ESG factors and sustainable finance are taking on a considerable new role in the investment strategies of CFA Montréal members. In these times of crisis, they see this new trend as a major increase in investor awareness of environmental issues.
"Nearly 70 % of our members envisage less reliance on China for global trade and more relocation, among other things, due to supply chain issues and de-globalization. It will be interesting to observe the evolution of the local purchasing trend in relation to the anticipated strong demand for green policies in investment decisions for the economy as a whole. After ten months of the pandemic, the financial sector has remained very active, and almost half of our members anticipate a return to pre-pandemic employment levels within the next 12 to 24 months. This is faster than during the economic crisis of 2008 to 2010. In the meantime, our members will be focusing on two things: investment diversification and resilience," explains Carl Robert, CFA, President of CFA Montréal.
According to CFA Montreal members, equity markets (46 %) and private equity (38 %) are the two asset classes that will offer the best return opportunities in 2021. Ten months after the start of the pandemic, equity classes in the information technology (40 %) and healthcare (29 %) sectors remain the most attractive, while bond (51 %) and real estate (49 %) markets will be the most affected by the pandemic over the next year.

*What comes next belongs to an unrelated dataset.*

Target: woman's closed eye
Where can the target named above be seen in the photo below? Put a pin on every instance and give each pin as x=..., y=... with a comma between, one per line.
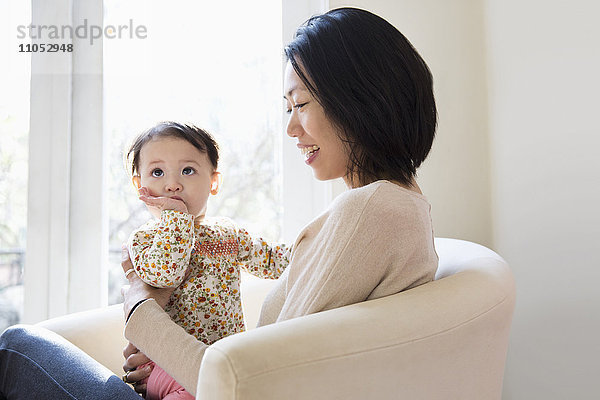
x=296, y=106
x=188, y=171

With interest rates at historically low levels, 72 % of respondents believe that institutional investors will reduce the bond weighting of their portfolios. On the other hand, 60 % of members anticipate an increase in the weighting of asset classes related to infrastructure, 51 % to private debt, 50 % to private equity, 41 % to equity markets and 31 % to real estate.
Click here to access the survey results.
Survey highlights[1]
- 90 % believe that massive central bank intervention in financial markets since the financial crisis and the COVID-19 crisis has artificially inflated asset prices.
- 94 % of respondents believe that the high level of central bank balance sheets will remain high over the medium term.
- 46 % predict that it will take between 12 and 24 months, and 28 % between 24 and 36 months, to return to pre-pandemic employment levels.
- 60 % of respondents felt that investor portfolios were well constructed to weather the crisis.
- 65 % believe that Canadian personal income taxes will increase, of which 54 % expect it to be between 12 and 24 months.
- 73 % expect income taxes for US companies to rise, while 49 % expect them to rise for Canadian companies.
The survey was conducted online by CFA Montreal among 2,834 members from November 19 to December 8, 2020, with 349 responding. Visit maximum margin of error is 5 %, 19 times out of 20.
[1] Since participants could tick more than one answer to some questions, and figures are rounded, percentages may not add up to 100 in all cases.